Pada Rabu (22/12), Kementerian Kesehatan Jepang mengungkapkan ada tiga anggota keluarga di Osaka yang menjadi kasus infeksi komunitas Omicron pertama di negara tersebut.
- Bertilia Puteri
- Kamis, 23 Desember 2021 - 16:31 WIB
WowKeren - Jepang telah mengkonfirmasi tranmisi lokal Varian Omicron pertamanya. Pada Rabu (22/12), Kementerian Kesehatan Jepang mengungkapkan ada tiga anggota keluarga di Osaka yang menjadi kasus infeksi komunitas Omicron pertama di negara tersebut.
Tiga anggota keluarga tersebut tengah dirawat di rumah sakit bersama dengan dua anak lain yang terinfeksi. Kedua anak tersebut masih menunggu hasil tes untuk melihat apakah mereka terpapar Omicron atau tidak.
Sang ayah yang telah dikonfirmasi terpapar Omicron merupakan seorang guru SD di Neyagawa, Osaka. Pejabat dewan pendidikan kota Neyagawa mengatakan semua guru di sekolah yang sama telah diuji untuk COVID-19. Hasilnya, seorang guru dinyatakan positif COVID-19, dan tes sekuensing genom sedang dilakukan untuk menentukan apakah ia terpapar varian Omicron.
Semua siswa yang melakukan kontak dekat dengan guru yang terkonfirmasi positif COVID-19 Omicron tersebut telah menjalani tes PCR. Namun pada akhirnya seluruh siswa di sekolah tersebut akan turut diuji PCR. Hingga Rabu malam, belum ada siswa yang dinyatakan positif COVID-19.
Sementara itu, pejabat pemerintah prefektur Osaka juga melaporkan adanya dua penduduk lokal yang tak memiliki riwayat perjalanan luar negeri dinyatakan positif COVID-19, namun bukan karena Varian Delta.

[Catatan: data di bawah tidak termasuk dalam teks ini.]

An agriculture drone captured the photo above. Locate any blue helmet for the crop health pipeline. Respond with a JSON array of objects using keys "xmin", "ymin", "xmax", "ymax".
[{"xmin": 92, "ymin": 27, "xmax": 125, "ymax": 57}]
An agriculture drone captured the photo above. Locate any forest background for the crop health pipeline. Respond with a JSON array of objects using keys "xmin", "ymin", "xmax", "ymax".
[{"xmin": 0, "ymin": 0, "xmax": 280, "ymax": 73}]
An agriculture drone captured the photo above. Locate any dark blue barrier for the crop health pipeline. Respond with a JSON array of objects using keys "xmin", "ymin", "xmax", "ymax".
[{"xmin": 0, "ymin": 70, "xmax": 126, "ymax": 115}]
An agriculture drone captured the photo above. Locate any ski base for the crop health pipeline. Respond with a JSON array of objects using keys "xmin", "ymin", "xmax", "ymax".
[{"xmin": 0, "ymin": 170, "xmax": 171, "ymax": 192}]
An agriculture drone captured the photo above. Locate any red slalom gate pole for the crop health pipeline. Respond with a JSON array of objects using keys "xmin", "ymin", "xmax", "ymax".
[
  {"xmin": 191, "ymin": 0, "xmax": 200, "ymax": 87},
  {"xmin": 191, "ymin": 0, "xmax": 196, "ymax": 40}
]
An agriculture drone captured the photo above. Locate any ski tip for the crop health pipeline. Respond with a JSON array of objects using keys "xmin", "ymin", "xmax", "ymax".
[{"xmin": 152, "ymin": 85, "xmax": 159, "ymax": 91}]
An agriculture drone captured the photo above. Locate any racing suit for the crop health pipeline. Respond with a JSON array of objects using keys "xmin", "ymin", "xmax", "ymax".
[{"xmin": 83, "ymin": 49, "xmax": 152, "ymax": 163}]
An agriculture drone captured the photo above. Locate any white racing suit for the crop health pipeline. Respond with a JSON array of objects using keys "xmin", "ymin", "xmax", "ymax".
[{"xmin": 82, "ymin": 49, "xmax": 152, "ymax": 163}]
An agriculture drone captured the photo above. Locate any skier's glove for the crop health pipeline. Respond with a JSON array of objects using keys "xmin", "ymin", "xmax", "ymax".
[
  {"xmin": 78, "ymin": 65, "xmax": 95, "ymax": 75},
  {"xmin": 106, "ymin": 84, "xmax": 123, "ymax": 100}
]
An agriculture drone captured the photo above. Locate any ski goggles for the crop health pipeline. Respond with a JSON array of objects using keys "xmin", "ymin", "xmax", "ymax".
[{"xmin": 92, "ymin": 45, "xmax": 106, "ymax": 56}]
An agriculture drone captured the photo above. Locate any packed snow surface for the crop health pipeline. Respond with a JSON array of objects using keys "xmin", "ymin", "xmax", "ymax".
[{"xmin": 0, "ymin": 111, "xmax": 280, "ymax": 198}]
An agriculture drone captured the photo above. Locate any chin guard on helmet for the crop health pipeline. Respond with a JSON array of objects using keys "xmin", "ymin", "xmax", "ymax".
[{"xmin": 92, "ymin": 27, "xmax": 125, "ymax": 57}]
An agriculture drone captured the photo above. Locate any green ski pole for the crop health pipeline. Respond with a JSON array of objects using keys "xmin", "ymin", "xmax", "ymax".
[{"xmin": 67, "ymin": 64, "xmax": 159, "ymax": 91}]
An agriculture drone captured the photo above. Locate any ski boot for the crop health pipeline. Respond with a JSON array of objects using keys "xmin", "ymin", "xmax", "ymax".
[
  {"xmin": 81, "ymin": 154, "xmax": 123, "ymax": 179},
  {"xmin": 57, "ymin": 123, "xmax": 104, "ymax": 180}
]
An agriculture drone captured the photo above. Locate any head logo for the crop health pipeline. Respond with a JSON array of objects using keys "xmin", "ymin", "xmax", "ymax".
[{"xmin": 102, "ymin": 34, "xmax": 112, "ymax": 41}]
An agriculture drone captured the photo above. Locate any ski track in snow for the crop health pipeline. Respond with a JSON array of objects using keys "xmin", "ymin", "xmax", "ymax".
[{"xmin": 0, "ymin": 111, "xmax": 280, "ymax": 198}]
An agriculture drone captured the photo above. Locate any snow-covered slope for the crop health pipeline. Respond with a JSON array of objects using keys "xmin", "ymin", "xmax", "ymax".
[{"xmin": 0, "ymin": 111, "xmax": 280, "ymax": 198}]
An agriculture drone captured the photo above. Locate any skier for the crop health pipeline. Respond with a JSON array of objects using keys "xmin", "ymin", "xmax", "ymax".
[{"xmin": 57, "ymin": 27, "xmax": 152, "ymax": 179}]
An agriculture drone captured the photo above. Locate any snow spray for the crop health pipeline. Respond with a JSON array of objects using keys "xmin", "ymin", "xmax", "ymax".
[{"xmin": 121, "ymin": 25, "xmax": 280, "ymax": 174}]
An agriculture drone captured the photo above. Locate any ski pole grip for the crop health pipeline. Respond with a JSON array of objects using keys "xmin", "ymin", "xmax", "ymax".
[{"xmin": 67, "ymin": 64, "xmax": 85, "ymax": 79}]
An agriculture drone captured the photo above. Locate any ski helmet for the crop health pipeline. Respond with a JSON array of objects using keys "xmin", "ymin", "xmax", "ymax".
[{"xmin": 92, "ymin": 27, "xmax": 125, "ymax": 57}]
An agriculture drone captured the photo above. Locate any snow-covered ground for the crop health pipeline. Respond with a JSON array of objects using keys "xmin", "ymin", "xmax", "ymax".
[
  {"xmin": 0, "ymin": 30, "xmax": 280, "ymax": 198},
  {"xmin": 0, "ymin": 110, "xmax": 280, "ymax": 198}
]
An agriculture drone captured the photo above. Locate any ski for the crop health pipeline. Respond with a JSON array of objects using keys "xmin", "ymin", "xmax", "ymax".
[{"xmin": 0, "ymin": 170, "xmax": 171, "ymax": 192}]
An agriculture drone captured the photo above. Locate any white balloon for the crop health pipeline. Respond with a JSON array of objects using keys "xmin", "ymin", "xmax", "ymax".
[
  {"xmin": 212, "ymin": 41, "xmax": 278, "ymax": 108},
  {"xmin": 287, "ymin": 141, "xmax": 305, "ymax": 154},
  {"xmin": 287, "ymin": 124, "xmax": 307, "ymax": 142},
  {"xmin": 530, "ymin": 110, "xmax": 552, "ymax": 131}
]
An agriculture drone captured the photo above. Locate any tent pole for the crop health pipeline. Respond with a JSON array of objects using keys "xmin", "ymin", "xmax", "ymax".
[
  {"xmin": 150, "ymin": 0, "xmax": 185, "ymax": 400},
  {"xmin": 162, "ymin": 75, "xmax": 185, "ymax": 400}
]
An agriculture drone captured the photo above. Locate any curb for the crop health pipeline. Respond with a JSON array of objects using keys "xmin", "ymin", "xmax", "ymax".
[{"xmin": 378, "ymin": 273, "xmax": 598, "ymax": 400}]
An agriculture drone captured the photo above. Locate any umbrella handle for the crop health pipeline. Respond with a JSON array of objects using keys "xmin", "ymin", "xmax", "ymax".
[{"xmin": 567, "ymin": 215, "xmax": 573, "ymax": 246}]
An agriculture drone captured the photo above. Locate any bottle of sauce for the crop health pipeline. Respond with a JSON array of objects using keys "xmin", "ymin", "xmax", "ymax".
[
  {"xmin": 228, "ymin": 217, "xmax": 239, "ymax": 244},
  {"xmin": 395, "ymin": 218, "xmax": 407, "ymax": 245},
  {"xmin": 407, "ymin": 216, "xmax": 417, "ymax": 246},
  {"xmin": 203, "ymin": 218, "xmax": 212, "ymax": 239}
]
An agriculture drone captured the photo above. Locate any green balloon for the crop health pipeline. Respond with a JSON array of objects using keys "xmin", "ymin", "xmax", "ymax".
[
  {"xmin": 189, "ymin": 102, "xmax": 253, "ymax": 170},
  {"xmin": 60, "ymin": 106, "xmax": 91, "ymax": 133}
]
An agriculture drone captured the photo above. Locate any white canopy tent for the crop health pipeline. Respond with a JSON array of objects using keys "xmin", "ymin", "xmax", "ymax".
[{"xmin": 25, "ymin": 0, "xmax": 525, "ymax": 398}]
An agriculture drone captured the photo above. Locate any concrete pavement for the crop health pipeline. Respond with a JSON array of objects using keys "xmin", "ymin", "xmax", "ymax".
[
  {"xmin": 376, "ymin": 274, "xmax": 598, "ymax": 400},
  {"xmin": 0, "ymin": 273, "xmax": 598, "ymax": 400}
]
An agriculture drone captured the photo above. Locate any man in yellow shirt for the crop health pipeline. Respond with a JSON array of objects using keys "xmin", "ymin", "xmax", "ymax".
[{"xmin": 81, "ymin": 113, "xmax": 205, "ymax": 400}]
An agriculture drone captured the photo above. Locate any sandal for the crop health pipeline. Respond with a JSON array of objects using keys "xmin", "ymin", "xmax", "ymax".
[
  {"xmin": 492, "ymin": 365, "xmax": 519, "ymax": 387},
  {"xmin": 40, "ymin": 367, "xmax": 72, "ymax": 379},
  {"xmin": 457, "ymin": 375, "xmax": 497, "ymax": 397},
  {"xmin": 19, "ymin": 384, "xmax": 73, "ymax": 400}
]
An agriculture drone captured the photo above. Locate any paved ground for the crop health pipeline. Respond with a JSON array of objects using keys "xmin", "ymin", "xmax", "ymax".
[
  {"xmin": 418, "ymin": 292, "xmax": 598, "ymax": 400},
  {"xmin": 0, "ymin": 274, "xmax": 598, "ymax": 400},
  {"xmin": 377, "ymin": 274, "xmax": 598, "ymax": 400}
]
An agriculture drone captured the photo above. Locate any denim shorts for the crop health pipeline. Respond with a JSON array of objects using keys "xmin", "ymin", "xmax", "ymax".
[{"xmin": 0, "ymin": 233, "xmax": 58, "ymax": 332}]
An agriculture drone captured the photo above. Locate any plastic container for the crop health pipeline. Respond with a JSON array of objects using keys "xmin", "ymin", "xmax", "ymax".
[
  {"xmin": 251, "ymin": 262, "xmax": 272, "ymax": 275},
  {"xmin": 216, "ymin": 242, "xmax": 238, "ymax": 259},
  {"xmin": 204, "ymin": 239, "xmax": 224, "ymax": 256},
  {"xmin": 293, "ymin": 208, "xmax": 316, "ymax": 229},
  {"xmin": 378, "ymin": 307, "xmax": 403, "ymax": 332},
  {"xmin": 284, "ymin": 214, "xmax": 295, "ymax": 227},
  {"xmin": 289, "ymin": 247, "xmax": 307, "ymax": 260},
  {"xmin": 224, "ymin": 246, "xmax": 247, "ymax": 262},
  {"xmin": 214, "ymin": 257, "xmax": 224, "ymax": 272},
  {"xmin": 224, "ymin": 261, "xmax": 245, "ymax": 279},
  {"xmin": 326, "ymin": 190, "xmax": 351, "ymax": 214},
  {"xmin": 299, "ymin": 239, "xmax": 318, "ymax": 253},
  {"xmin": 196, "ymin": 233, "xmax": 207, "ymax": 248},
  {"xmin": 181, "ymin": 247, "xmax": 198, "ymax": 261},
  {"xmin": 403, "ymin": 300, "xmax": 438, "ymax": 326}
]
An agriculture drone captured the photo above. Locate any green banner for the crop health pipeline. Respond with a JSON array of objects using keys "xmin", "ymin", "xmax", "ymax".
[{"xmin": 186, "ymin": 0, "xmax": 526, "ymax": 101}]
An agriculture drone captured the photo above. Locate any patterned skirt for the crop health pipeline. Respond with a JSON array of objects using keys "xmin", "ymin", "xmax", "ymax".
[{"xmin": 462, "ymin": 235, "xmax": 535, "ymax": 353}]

Tes terus dilakukan karena kemungkinan besar keduanya juga terinfeksi varian Omicron.
Temuan transmisi lokal Varian Omicron ini lantas membuat pemerintah prefektur Osaka mengurungkan rencana mereka mencabut pembatasan di bar dan restoran. Pembatasan itu akan tetap berlaku hingga tahun baru.
Temuan tersebut juga membuat pejabat pemerintah pusat dan daerah meningkatkan upaya anti-infeksi COVID-19. "Pemerintah pusat akan mengambil tindakan menyeluruh sebagai pengakuan atas infeksi masyarakat yang tidak dapat dikaitkan dengan sumbernya," tutur Perdana Menteri Fumio Kishida pada Rabu (22/12).
Sejauh ini, pemerintah Jepang telah melanjutkan pembatasan perjalanan internasional, pembatasan operasi di bar dan restoran, dan persiapan di fasilitas medis untuk pasien Omicron. Beberapa ahli kesehatan mengatakan ada lebih banyak hal yang harus dilakukan untuk menahan varian Omicron.
Sebagai informasi, Jepang telah mencatat 160 kasus Varian Omicron per Rabu kemarin, termasuk yang ditemukan di stasiun karantina bandara. Sejauh ini, tidak ada pasien yang mengalami gejala serius.